Issue 183, article 2

DOI:https://doi.org/10.15407/kvt183.01.025
Filatova Anna E., PhD (Engineering), Associate Professor of Computing Technology and Programming Department of National Technical University “Kharkiv Polytechnic Institute”, Frunze st., 21, Kharkov, 61002,

e-mail: filatova@gmail.com

SELECTION OF PARAMETERS OF THE VISUALIZATION QUALITY IMPROVEMENT METHOD OF MAMMOGRAMS. Kibernetika i vyčislitel’naâ tehnika, 2016, issue 183, pp.25-36.

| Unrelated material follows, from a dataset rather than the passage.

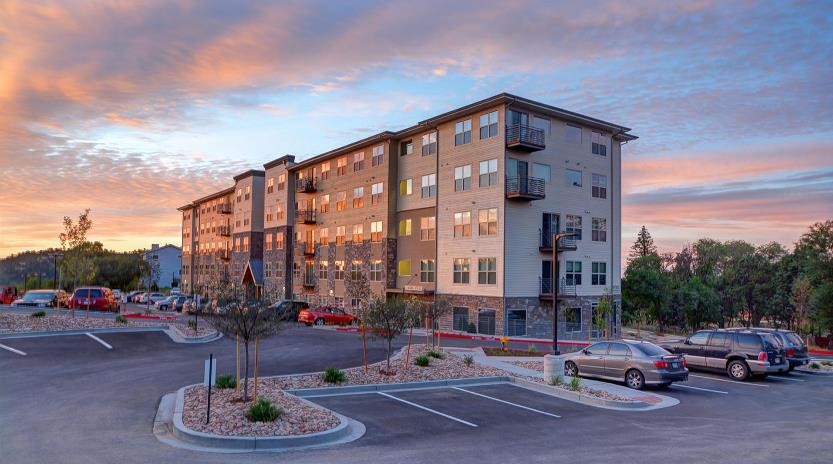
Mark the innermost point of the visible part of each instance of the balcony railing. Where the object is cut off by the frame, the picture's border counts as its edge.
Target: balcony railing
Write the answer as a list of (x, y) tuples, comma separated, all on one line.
[(523, 137), (306, 185), (305, 216), (525, 188)]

Introduction. The main method of breast cancer diagnosis is X-ray mammography. Visualization quality of studied organs of during radiological examinations depends on many factors that are related both to characteristics of recording equipment (an energy of ionizing radiation, exposure time, spatial resolution, etc.) and to characteristics of a visualization object (thickness and density of the tissue, dimensions of anatomical structures, etc.). So the task of visualization quality improvement of mammograms due to digital image processing is an important scientific and practical task. To solve this problem, the author developed the visualization quality improvement method of mammograms that is called IMRI-MAM. The main idea of the IMRI-MAM method is reviewed in the article.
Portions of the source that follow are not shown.